CS-SI / eodag

Earth Observation Data Access Gateway
https://eodag.readthedocs.io
Apache License 2.0
316 stars 43 forks source link

extract downloaded STAC assets #391

Open zbenta opened 2 years ago

zbenta commented 2 years ago

Describe the bug While using eodag containers, stac-server does not extract the products if we use the download link generated by the server. If we use a simple python script inside the stac-server container, the downloaded products are extracted automatically.

Code To Reproduce We have explicitly defined eodag to extract extract: true the products as per the documentation

eodag.yaml

creodias:
  priority: 100 # Lower value means lower priority (Default: 0)
  search:   # Search parameters configuration
  download:
      extract: true
      outputs_prefix: /data/out/
      dl_url_params: provider=creodias
  auth:
      credentials:
          username: CREODIAS_USERNAME
          password: CREODIAS_PWD

The script we used to download the products is based o the eodag documentation

from eodag import EODataAccessGateway

dag = EODataAccessGateway()
products, total_count = dag.search(
   productType="S2_MSI_L1C",
   start="2018-01-01",
   end="2018-01-02",
   geom=(1, 43, 2, 44)
)
product_paths = dag.download_all(products)

Environment:

Additional context Even if we use wget or curl to download the data from our stac-sever using the generated url we only get the zip files and there is no automatic extraction as per the eodag.yaml file.

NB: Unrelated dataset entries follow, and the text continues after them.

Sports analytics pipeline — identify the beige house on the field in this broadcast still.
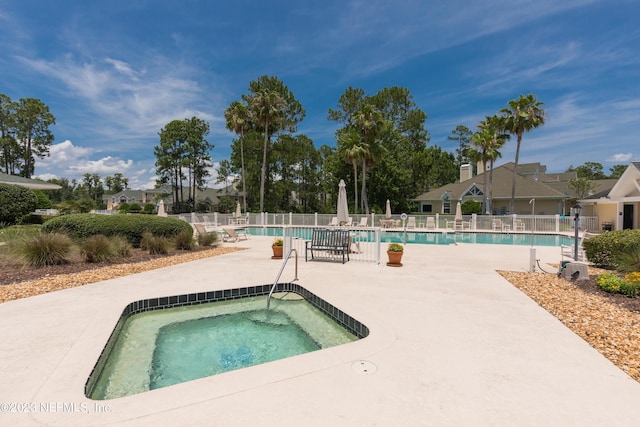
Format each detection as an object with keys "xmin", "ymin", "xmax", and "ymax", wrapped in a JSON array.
[
  {"xmin": 579, "ymin": 162, "xmax": 640, "ymax": 231},
  {"xmin": 413, "ymin": 162, "xmax": 616, "ymax": 217}
]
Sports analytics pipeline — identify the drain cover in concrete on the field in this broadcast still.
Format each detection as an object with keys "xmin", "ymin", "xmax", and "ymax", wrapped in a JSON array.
[{"xmin": 352, "ymin": 360, "xmax": 377, "ymax": 375}]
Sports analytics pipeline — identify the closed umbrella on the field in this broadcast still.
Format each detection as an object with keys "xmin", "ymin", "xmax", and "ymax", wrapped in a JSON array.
[
  {"xmin": 385, "ymin": 199, "xmax": 392, "ymax": 219},
  {"xmin": 455, "ymin": 201, "xmax": 462, "ymax": 221},
  {"xmin": 235, "ymin": 201, "xmax": 242, "ymax": 218},
  {"xmin": 157, "ymin": 200, "xmax": 167, "ymax": 217},
  {"xmin": 337, "ymin": 179, "xmax": 349, "ymax": 225}
]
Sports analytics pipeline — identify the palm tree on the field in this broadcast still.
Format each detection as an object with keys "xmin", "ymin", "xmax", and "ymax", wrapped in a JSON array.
[
  {"xmin": 470, "ymin": 128, "xmax": 494, "ymax": 213},
  {"xmin": 249, "ymin": 90, "xmax": 286, "ymax": 212},
  {"xmin": 352, "ymin": 104, "xmax": 385, "ymax": 215},
  {"xmin": 224, "ymin": 101, "xmax": 250, "ymax": 212},
  {"xmin": 500, "ymin": 94, "xmax": 545, "ymax": 214},
  {"xmin": 478, "ymin": 115, "xmax": 508, "ymax": 214},
  {"xmin": 336, "ymin": 128, "xmax": 366, "ymax": 215}
]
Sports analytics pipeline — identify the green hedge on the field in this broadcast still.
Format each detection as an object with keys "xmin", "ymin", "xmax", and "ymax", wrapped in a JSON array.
[
  {"xmin": 583, "ymin": 229, "xmax": 640, "ymax": 269},
  {"xmin": 41, "ymin": 213, "xmax": 193, "ymax": 247}
]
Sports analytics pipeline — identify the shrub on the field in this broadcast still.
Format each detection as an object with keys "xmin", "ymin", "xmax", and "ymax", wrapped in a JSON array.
[
  {"xmin": 142, "ymin": 203, "xmax": 155, "ymax": 214},
  {"xmin": 596, "ymin": 273, "xmax": 640, "ymax": 298},
  {"xmin": 140, "ymin": 231, "xmax": 169, "ymax": 254},
  {"xmin": 109, "ymin": 235, "xmax": 132, "ymax": 258},
  {"xmin": 614, "ymin": 244, "xmax": 640, "ymax": 273},
  {"xmin": 461, "ymin": 199, "xmax": 482, "ymax": 215},
  {"xmin": 81, "ymin": 234, "xmax": 116, "ymax": 263},
  {"xmin": 12, "ymin": 232, "xmax": 73, "ymax": 267},
  {"xmin": 583, "ymin": 230, "xmax": 640, "ymax": 269},
  {"xmin": 174, "ymin": 229, "xmax": 194, "ymax": 250},
  {"xmin": 197, "ymin": 230, "xmax": 218, "ymax": 247},
  {"xmin": 42, "ymin": 213, "xmax": 192, "ymax": 247},
  {"xmin": 0, "ymin": 184, "xmax": 38, "ymax": 225}
]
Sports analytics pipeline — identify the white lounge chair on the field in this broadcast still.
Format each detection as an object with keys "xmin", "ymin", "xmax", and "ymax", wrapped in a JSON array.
[
  {"xmin": 561, "ymin": 231, "xmax": 591, "ymax": 263},
  {"xmin": 426, "ymin": 217, "xmax": 436, "ymax": 230},
  {"xmin": 222, "ymin": 227, "xmax": 249, "ymax": 242},
  {"xmin": 407, "ymin": 216, "xmax": 416, "ymax": 229},
  {"xmin": 514, "ymin": 219, "xmax": 526, "ymax": 231},
  {"xmin": 328, "ymin": 217, "xmax": 338, "ymax": 226},
  {"xmin": 492, "ymin": 219, "xmax": 502, "ymax": 231},
  {"xmin": 358, "ymin": 217, "xmax": 368, "ymax": 227}
]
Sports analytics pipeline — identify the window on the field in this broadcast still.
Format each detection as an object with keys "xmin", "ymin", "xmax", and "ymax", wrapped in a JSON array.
[{"xmin": 422, "ymin": 204, "xmax": 433, "ymax": 213}]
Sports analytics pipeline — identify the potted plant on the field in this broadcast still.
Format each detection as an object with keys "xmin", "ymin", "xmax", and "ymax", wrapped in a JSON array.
[
  {"xmin": 272, "ymin": 237, "xmax": 283, "ymax": 259},
  {"xmin": 386, "ymin": 242, "xmax": 404, "ymax": 267}
]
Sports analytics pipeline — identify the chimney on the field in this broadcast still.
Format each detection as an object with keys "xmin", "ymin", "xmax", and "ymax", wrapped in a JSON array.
[
  {"xmin": 477, "ymin": 160, "xmax": 485, "ymax": 175},
  {"xmin": 460, "ymin": 163, "xmax": 472, "ymax": 182}
]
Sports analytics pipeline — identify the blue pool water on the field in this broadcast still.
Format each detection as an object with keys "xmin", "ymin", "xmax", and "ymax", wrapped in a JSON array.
[
  {"xmin": 150, "ymin": 309, "xmax": 319, "ymax": 390},
  {"xmin": 246, "ymin": 227, "xmax": 574, "ymax": 247}
]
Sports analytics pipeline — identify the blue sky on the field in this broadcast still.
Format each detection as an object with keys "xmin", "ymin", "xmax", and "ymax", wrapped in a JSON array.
[{"xmin": 1, "ymin": 0, "xmax": 638, "ymax": 189}]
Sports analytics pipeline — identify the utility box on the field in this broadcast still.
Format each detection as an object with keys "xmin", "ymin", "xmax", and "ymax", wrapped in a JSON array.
[{"xmin": 559, "ymin": 261, "xmax": 589, "ymax": 281}]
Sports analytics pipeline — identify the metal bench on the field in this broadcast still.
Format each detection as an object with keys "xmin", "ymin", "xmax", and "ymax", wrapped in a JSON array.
[{"xmin": 305, "ymin": 228, "xmax": 350, "ymax": 263}]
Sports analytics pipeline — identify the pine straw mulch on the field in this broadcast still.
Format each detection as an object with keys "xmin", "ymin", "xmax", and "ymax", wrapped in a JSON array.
[
  {"xmin": 499, "ymin": 267, "xmax": 640, "ymax": 383},
  {"xmin": 0, "ymin": 245, "xmax": 243, "ymax": 304}
]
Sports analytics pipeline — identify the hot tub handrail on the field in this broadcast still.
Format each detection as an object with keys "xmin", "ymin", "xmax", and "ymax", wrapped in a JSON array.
[{"xmin": 267, "ymin": 248, "xmax": 298, "ymax": 309}]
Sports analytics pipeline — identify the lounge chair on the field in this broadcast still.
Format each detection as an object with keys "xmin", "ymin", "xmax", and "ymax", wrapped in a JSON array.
[
  {"xmin": 407, "ymin": 216, "xmax": 416, "ymax": 229},
  {"xmin": 328, "ymin": 217, "xmax": 338, "ymax": 226},
  {"xmin": 193, "ymin": 223, "xmax": 207, "ymax": 236},
  {"xmin": 222, "ymin": 227, "xmax": 249, "ymax": 242},
  {"xmin": 514, "ymin": 219, "xmax": 525, "ymax": 231},
  {"xmin": 426, "ymin": 217, "xmax": 436, "ymax": 230},
  {"xmin": 358, "ymin": 217, "xmax": 368, "ymax": 227},
  {"xmin": 339, "ymin": 217, "xmax": 353, "ymax": 226},
  {"xmin": 561, "ymin": 231, "xmax": 592, "ymax": 263},
  {"xmin": 492, "ymin": 219, "xmax": 502, "ymax": 231}
]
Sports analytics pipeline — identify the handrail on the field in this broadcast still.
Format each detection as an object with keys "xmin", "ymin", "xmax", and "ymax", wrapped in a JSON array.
[{"xmin": 267, "ymin": 248, "xmax": 298, "ymax": 309}]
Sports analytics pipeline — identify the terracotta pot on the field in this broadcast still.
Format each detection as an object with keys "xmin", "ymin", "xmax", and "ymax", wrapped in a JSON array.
[
  {"xmin": 272, "ymin": 245, "xmax": 283, "ymax": 259},
  {"xmin": 386, "ymin": 250, "xmax": 403, "ymax": 267}
]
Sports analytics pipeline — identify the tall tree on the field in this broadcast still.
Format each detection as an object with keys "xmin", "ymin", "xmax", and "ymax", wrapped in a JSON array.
[
  {"xmin": 500, "ymin": 94, "xmax": 545, "ymax": 214},
  {"xmin": 81, "ymin": 173, "xmax": 104, "ymax": 205},
  {"xmin": 447, "ymin": 125, "xmax": 473, "ymax": 167},
  {"xmin": 352, "ymin": 103, "xmax": 386, "ymax": 214},
  {"xmin": 14, "ymin": 98, "xmax": 55, "ymax": 178},
  {"xmin": 224, "ymin": 101, "xmax": 249, "ymax": 212},
  {"xmin": 609, "ymin": 164, "xmax": 627, "ymax": 179},
  {"xmin": 336, "ymin": 128, "xmax": 365, "ymax": 214},
  {"xmin": 154, "ymin": 117, "xmax": 212, "ymax": 212},
  {"xmin": 0, "ymin": 94, "xmax": 19, "ymax": 174},
  {"xmin": 244, "ymin": 75, "xmax": 305, "ymax": 212},
  {"xmin": 570, "ymin": 161, "xmax": 606, "ymax": 180},
  {"xmin": 475, "ymin": 115, "xmax": 508, "ymax": 214}
]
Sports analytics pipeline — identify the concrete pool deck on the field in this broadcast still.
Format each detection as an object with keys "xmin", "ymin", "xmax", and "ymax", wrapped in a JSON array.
[{"xmin": 2, "ymin": 238, "xmax": 640, "ymax": 426}]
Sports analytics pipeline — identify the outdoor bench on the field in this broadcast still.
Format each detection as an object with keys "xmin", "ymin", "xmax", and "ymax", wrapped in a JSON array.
[{"xmin": 305, "ymin": 228, "xmax": 350, "ymax": 263}]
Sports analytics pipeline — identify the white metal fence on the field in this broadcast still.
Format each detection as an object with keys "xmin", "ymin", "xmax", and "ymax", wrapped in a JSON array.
[{"xmin": 190, "ymin": 212, "xmax": 598, "ymax": 233}]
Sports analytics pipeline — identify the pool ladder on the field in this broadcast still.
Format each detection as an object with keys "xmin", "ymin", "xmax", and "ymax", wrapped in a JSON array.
[{"xmin": 267, "ymin": 248, "xmax": 299, "ymax": 309}]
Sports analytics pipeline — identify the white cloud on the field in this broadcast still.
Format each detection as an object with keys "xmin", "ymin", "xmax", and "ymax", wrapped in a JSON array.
[
  {"xmin": 607, "ymin": 153, "xmax": 633, "ymax": 163},
  {"xmin": 15, "ymin": 55, "xmax": 224, "ymax": 145}
]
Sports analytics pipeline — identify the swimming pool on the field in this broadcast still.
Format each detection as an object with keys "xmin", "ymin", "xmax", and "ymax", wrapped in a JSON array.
[
  {"xmin": 86, "ymin": 284, "xmax": 367, "ymax": 400},
  {"xmin": 246, "ymin": 227, "xmax": 574, "ymax": 247}
]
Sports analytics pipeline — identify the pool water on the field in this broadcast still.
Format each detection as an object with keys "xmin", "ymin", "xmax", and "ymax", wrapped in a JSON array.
[
  {"xmin": 89, "ymin": 295, "xmax": 358, "ymax": 400},
  {"xmin": 246, "ymin": 227, "xmax": 573, "ymax": 247},
  {"xmin": 150, "ymin": 309, "xmax": 319, "ymax": 390}
]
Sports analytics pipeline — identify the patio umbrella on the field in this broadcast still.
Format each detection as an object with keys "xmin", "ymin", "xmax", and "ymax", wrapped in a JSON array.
[
  {"xmin": 337, "ymin": 179, "xmax": 349, "ymax": 225},
  {"xmin": 235, "ymin": 201, "xmax": 242, "ymax": 218},
  {"xmin": 385, "ymin": 199, "xmax": 392, "ymax": 219},
  {"xmin": 455, "ymin": 201, "xmax": 462, "ymax": 221},
  {"xmin": 157, "ymin": 200, "xmax": 167, "ymax": 217}
]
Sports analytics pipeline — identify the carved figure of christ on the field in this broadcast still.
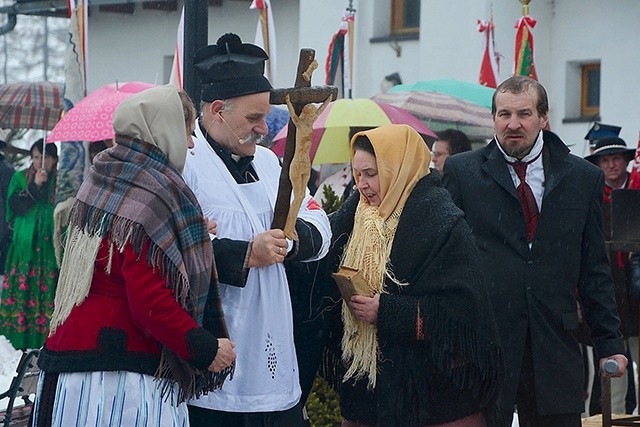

sbrunato commented 2 years ago

Hello @zbenta , and thanks for reporting this issue.

Using eodag as STAC proxy for creodias data will make creodias zipped products available as single STAC assets.

This way using wget or curl to download will give you zipped data, that you'll have to extract separately.

One thing that could be done, but which is not available yet for eodag, would be to:

Would this match your needs ?

zbenta commented 2 years ago

Hi @sbrunato, thanks for your feedback. I think that an automatic extraction of the assets, would solve our issue, this way we can use the data in our pipeline without having to do any manual interaction.